Homeowners also contend the trial court abused its discretion by refusing to allow additional discovery before ruling on defendants' motion for partial summary judgment. Homeowners maintain that such discovery may have revealed additional evidence regarding defendants' awareness of risks to homeowners, their failure to institute training, policies, and procedures that could have prevented the harm inflicted, and their knowledge of the risks inherent in their conduct. We disagree.
Discovery rulings, including rulings limiting discovery, are within the discretion of the trial court and will not be disturbed on appeal absent an abuse of discretion. An abuse of discretion occurs only when the trial court's decision is manifestly arbitrary, unreasonable, or unfair. Hock v. New York Life Ins. Co., 876 P.2d 1242 (Colo.1994); People in Interest of S.G., 91 P.3d 443 (Colo.App. 2004).

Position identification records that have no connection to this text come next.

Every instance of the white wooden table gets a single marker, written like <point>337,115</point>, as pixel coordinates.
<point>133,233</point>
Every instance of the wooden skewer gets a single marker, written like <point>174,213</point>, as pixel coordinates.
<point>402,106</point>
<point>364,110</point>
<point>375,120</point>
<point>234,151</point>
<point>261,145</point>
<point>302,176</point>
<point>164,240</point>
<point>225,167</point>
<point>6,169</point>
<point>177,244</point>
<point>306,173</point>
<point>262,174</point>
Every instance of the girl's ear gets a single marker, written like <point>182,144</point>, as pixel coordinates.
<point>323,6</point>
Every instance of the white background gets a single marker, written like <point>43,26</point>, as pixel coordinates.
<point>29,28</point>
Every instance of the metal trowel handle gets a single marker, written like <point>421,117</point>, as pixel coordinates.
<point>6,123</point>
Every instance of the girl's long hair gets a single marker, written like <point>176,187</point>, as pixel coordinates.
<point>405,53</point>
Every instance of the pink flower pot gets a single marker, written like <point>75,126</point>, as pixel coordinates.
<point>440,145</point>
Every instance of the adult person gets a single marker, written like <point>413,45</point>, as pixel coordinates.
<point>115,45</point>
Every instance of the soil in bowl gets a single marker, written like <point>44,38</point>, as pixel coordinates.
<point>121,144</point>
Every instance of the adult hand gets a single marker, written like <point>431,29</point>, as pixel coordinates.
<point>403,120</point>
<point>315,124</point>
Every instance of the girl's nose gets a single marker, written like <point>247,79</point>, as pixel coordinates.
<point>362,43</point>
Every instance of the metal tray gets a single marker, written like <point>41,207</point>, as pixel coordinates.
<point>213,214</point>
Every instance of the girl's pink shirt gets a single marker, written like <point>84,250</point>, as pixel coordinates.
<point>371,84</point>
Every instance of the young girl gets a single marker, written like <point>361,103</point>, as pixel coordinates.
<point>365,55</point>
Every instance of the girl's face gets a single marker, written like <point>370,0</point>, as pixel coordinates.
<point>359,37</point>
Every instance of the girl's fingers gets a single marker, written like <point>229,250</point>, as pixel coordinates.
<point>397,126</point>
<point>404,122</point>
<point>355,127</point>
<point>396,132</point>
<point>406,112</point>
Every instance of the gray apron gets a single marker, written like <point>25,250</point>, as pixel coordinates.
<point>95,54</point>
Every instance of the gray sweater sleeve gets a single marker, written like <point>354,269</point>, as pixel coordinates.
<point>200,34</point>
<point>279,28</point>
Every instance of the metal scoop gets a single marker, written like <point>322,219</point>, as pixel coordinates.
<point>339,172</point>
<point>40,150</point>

Homeowners took four depositions before the trial court entered its order granting defendants' motion for partial summary judgment. This included depositions of the Orius employee who preformed the excavation, his supervisor, and the executive director of the UNCC. Thereafter, homeowners took three additional depositions, which included depositions of the pre-locate inspector who called in the utility locate requests for Orius, and of the foreman who was supervising the employee performing the excavation. Homeowners referenced the additional depositions in their supporting brief and attached the relevant portions for the trial court to review.

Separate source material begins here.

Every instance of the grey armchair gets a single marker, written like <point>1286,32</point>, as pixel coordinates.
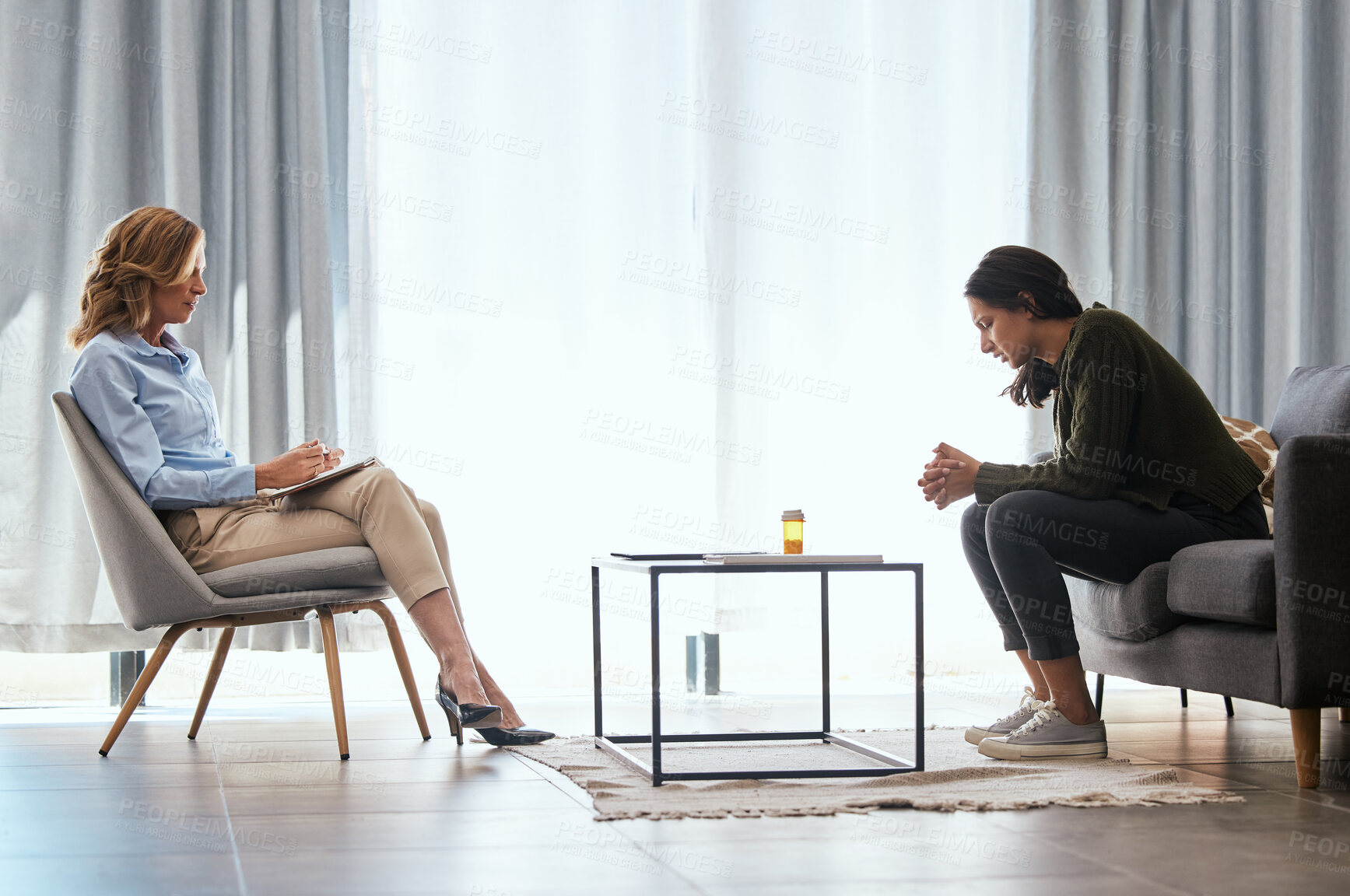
<point>1261,620</point>
<point>154,586</point>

Although the trial court did not consider the three later depositions before it granted defendants' motion for partial summary judgment, it considered the additional evidence when it denied homeowners' motion to reconsider. We have also considered the additional discovery as presented in homeowners' opening brief in concluding that defendants' conduct was not sufficiently egregious to support a claim for outrageous conduct. Therefore, we conclude the trial court did not abuse its discretion by limiting discovery.
Order affirmed.
Judge GRAHAM and Justice *388 KIRSHBAUM[*] concur.
NOTES
[*] Sitting by assignment of the Chief Justice under provisions of Colo. Const. art. VI, § 5(3), and § 24-51-1105, C.R.S.2005.